Here's where I am in all this: deeply frustrated. I can't seem to catch a break. Not that I "deserve" a break- but rather I just want one. I am not destitute, I am not being yelled at by anyone for not living up to expectations- this is all internal. And I am about to combust.
I grew up smart. I was in gifted classes, told how awesome I was for achieving at the level I did "despite" my hearing impairedment. I had surgeries in 10th grade and the summer between my freshman and sophomore years of college. Again- I was so "smart" and capable that none of that set me back. I graduated a semester early from undergrad- worked full time for 3 months (my only venture in the full-time world) and lived at home while working a part time job until fall came and back to school I went. People congratulated and blessed me the whole way to seminary.
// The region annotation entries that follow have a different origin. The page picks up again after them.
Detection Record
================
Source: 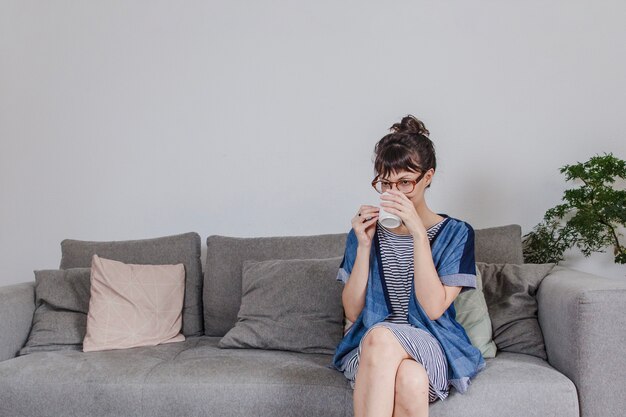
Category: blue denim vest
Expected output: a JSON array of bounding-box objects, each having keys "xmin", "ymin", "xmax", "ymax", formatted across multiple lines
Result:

Thinking back- even one of my earliest church memories was of a young couple who volunteered with the youth group who told me I had amazing potential. In seminary I did well. I was praised for my deep thoughts, my complex hold of theology, my ability to reason and wonder and my ability to minister. I was given no opportunity to preach at my home church, no indication that they intended to ordain me, and no welcome mat for my educated services. I soon learned that as progressive as some Baptist churches were- the denomination as a whole had a long way to go in their acceptance of women in the pulpit. So I decided I didn't need to be a trail-blazer, I just wanted to be a minister- what my calling asked of me. SO I looked at other churches.
Then I graduated (a semester early from seminary too), got married, you heard about those jobs. I was given the opportunity to preach, teach, and plan some worship. I was praised for all of it. Told by someone who does not stick his neck out to compliment that I "had the gift of preaching and with that gift came responsibilities." Yet, somehow I felt like a failure in each job I did. I watched friends of mine excel in everything or something. Co-classmates from seminary who were published, ministers, mothers and probably even had a clean house. I watched as female friends started having families and learning what to do with those new responsibilities. Some remained in the work world- balancing their lives as gracefully as a ballerina. Some chose to stay at home and blossomed with crafts and more children and clean homes. Some went (and still go through) major trauma and even in the most weird and selfish way- I envy their sense of purpose and fight. I don't belittle their struggle, but I am in awe of them- and feel still more useless.
Then there's me. Full of potential. With nothing to do. Don't cut it as a stay at home mom, certainly not cutting it as a chef or maid. Hardly manage to chaffeur. I volunteer at the church but not amazingly so. I just sit around and complain and worry and fester. I'm driving myself crazy.
And this is the longest post ever. But that's what's in my head. I *know* all the reasons it shouldn't be- and I frankly don't want to hear them from anyone while I'm in this crabby moment in my journey. God alone can save me from myself. I know God will. In the meantime- this is me, raw and simple.
I often long to go back to the "potential" days and away from the "what the hell have I done to my life?" days. I could have been great. Instead, I am...a competent mom...but that's seriously about it. Ugh.